You might need therapy for emotional regulation if:
- You find yourself stuffing emotions down
- You try to “stay positive” rather than acknowledge your pain
- Your emotions feel out of control, or like they’re controlling you
- Your relationships suffer because your emotions get the best of you
- You find yourself overreacting to things that seem small
Can you imagine a world where kids are taught how to label and cope with their emotions rather than being sent to their room, or told to “stop crying”? So many of my clients resonate with this experience or ones like it. How many times have we been told not to dwell on the past, move on, or just get over it? These are all the opposite of healthy.
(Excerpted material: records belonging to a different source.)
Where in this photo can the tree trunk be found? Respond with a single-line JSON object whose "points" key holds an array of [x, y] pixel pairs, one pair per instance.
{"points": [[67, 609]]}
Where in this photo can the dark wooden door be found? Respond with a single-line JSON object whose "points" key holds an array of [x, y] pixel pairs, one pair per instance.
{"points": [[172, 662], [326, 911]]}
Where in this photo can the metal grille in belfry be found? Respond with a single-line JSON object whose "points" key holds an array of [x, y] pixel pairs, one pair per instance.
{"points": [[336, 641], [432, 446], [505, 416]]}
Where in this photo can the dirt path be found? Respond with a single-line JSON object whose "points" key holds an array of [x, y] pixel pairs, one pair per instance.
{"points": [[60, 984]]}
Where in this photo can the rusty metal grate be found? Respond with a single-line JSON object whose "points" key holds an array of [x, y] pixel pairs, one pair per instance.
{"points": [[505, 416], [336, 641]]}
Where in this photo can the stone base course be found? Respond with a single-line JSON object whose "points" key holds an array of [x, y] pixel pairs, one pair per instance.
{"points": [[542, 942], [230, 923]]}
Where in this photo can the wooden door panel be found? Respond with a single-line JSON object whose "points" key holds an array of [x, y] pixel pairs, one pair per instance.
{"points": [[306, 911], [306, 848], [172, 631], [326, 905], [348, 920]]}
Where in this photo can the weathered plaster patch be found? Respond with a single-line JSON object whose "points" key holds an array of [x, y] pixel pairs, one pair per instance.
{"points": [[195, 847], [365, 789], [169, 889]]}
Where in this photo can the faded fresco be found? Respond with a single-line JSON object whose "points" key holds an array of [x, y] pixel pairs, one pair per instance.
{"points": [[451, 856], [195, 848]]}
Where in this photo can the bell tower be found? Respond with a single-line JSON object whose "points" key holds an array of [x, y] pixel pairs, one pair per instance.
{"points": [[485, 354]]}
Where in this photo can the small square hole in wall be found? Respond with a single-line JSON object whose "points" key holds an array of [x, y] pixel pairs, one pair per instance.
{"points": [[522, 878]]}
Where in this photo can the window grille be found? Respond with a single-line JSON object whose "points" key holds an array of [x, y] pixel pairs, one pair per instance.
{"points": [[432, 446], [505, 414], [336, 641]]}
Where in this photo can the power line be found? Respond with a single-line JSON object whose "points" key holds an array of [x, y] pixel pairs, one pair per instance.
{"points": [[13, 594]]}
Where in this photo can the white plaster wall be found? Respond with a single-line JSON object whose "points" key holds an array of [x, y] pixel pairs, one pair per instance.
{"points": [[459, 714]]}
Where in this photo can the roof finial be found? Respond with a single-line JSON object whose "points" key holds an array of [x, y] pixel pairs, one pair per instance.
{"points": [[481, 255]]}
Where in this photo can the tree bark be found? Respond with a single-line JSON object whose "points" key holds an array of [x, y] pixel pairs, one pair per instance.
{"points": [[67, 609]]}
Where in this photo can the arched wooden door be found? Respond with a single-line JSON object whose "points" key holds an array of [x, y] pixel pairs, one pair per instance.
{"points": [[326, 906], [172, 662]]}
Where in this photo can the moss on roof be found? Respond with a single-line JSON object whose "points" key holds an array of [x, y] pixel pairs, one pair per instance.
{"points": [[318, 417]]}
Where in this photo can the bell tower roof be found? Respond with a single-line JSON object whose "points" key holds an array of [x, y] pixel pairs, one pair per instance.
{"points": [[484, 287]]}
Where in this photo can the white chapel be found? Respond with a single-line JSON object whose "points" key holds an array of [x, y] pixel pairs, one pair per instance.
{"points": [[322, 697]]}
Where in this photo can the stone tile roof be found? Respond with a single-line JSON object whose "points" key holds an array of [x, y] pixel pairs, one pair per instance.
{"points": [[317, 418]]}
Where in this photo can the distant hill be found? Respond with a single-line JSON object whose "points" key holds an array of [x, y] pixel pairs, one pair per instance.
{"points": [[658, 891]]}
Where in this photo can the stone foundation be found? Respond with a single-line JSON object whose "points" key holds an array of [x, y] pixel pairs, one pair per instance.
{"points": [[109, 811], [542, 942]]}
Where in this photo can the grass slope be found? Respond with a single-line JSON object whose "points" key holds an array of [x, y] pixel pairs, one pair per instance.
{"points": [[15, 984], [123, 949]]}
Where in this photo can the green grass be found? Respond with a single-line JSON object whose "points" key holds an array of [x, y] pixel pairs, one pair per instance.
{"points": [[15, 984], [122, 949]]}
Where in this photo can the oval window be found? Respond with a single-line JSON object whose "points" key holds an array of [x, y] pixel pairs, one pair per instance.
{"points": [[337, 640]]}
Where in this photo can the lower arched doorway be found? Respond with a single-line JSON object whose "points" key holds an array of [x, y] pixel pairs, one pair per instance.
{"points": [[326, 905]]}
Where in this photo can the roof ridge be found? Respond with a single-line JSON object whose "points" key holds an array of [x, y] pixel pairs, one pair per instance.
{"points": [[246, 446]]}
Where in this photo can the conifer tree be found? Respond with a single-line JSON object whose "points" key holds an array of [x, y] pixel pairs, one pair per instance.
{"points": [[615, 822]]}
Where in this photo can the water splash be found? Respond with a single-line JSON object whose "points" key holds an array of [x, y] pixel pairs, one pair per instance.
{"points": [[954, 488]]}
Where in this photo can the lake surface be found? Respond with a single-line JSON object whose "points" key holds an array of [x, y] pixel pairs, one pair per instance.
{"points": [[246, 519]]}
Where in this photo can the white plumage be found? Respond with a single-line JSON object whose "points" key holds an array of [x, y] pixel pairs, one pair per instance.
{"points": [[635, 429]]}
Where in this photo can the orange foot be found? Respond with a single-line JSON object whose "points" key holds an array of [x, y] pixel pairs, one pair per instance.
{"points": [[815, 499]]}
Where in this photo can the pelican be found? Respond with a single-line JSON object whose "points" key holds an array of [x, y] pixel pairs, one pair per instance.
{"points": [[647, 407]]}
Therapy for emotional regulation is about embracing emotions without judgement, learning the best ways to cope with emotions that feel big, and practice consistent coping skills to start to feel more in control.
How I Can Help
I help clients understand where their emotional starvation started- childhood? School? A parent? A partner? If we can pinpoint the start, we can also start to unravel and unlearn.
We will get comfortable with identifying emotions, validating emotions, and looking at emotions without labels or judgement (no good or bad here). Once we can do that, we can start to learn how to dampen the impact of these big feelings through coping skills designed for you. Practice makes perfect, so emotional regulation skills are all about being intentional and consistent.
Clients who develop their emotional regulation skills often have lower levels of stress and are able to tolerate more the world around them. Pretty rad.